From 1919 to 1932, Du Pont built high-quality automobiles for those who could afford them. Before 1928, Du Pont's products were comparatively unassuming in appearance, with little changes from year to year. But at the end of the 1920s, styling at last triumphed, and the new Model G's were the crowning achievement of a line that had progressed alphabetically, starting with the Model A of 1919-1920.
Automotive writers were enthusiastic about Du Pont's redesigned Model G's.
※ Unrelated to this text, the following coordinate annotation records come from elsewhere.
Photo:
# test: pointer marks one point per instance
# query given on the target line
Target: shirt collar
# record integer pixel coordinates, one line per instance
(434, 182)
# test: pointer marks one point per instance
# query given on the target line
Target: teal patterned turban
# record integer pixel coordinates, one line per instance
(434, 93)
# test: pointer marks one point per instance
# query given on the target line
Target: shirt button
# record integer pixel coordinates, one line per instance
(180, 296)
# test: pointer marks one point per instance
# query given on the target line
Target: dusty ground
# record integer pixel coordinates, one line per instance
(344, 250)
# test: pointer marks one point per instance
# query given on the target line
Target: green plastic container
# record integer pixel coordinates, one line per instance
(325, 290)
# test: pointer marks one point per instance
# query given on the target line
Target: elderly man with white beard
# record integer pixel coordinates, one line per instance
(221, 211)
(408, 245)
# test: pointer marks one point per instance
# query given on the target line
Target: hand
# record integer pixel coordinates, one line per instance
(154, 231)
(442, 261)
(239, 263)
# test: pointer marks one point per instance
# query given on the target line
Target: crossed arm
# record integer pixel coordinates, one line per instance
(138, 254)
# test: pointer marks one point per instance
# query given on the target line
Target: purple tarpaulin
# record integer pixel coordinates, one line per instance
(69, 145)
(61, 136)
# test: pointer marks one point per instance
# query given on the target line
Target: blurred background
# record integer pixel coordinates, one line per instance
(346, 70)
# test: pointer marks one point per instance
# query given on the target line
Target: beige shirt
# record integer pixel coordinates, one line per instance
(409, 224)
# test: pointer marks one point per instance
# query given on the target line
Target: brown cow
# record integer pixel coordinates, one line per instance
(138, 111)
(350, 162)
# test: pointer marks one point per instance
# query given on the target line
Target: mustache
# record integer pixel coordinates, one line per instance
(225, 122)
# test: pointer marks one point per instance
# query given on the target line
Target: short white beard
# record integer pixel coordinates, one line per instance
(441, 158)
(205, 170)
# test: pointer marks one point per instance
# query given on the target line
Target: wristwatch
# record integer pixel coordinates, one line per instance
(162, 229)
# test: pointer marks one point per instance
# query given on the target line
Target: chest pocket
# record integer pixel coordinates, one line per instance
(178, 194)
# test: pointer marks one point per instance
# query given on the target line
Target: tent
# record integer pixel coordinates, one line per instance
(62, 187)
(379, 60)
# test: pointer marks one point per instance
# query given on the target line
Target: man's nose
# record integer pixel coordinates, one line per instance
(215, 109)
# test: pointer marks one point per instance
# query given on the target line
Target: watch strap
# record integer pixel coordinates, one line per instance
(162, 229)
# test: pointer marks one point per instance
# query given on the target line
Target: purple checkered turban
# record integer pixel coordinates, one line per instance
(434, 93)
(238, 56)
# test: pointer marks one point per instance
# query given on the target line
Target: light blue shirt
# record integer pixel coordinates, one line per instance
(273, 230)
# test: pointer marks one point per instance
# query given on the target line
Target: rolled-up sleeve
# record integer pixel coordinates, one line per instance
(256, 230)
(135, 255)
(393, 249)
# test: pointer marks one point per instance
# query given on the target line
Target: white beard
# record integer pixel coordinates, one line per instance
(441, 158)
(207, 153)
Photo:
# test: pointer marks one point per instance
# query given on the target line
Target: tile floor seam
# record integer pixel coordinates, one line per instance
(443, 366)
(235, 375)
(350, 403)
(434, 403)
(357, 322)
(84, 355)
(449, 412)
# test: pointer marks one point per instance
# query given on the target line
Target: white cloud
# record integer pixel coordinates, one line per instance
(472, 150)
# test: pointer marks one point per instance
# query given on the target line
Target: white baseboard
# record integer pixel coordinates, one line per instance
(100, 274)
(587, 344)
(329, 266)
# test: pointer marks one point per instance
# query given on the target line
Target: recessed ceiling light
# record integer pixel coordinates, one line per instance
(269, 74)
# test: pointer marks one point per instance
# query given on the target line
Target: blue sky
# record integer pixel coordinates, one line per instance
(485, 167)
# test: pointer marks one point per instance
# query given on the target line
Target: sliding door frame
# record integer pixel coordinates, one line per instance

The only exception was this illustrated speedster (aka roadster), which some thought freakish with its peculiar wing-like combination of front and rear fender that seemed to "float" alongside the body, not to mention the weird "cat's eye" streamlined Wood-lite headlamps (found on a few exotic cars and available as extras for anyone wanting them installed).
During the 1920s, Du Pont upgraded from four to six cylinders, then to the mighty straight-8, a Continental engine that was modified for an additional 15 horsepower.
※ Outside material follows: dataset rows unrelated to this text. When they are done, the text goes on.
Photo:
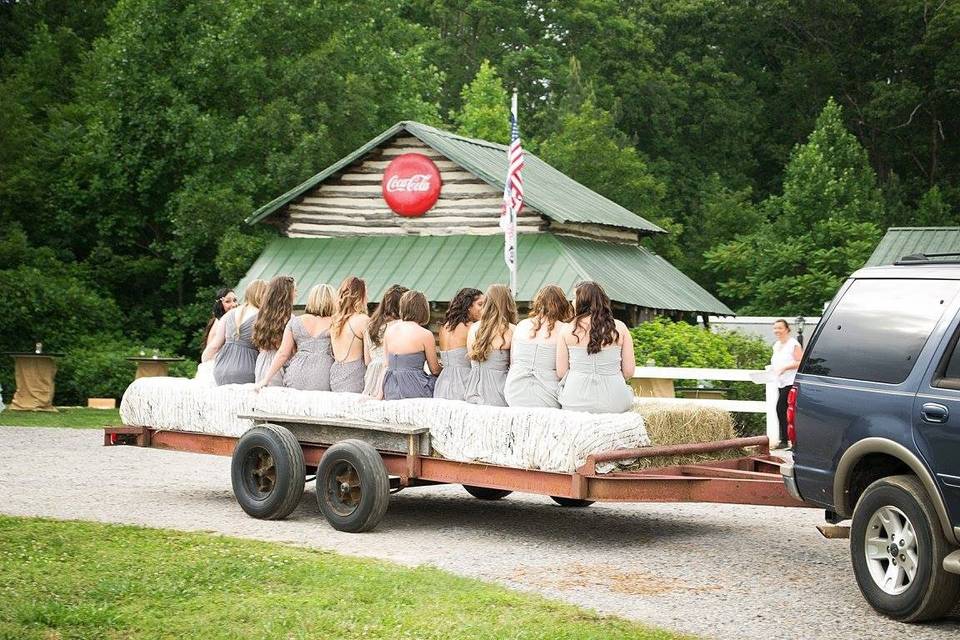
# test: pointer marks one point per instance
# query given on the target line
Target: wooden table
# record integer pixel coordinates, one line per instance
(35, 374)
(149, 366)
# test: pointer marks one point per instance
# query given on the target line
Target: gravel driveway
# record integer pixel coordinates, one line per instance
(715, 571)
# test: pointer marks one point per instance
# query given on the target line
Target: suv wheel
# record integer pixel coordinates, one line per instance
(897, 548)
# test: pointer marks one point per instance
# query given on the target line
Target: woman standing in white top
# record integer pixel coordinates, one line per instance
(787, 353)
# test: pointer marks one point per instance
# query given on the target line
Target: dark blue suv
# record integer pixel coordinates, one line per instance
(876, 428)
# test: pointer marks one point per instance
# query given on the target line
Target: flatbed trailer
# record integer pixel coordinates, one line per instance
(359, 464)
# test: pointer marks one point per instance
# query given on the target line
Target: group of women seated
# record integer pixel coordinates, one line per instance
(575, 357)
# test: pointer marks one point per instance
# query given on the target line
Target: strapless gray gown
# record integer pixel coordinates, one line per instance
(487, 379)
(236, 362)
(309, 368)
(452, 381)
(405, 377)
(594, 383)
(532, 380)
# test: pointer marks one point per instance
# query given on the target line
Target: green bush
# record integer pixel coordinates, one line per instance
(678, 344)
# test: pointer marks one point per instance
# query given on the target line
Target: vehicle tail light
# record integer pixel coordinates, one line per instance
(792, 414)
Unfortunately, these classics were victims of the Depression, and as the situation grew bleaker, it was decided that production should cease in January 1932.
Celebrities who chose Du Pont automobiles included Mary Pickford (who bought one for her husband, Douglas Fairbanks), Jack Dempsey, Will Rogers and others.
Though always an uncommon sight on the highways, a few Du Ponts have survived and are now making the car show circuits.
Through the years, the spelling of this marque's name has varied between Du Pont and Dupont.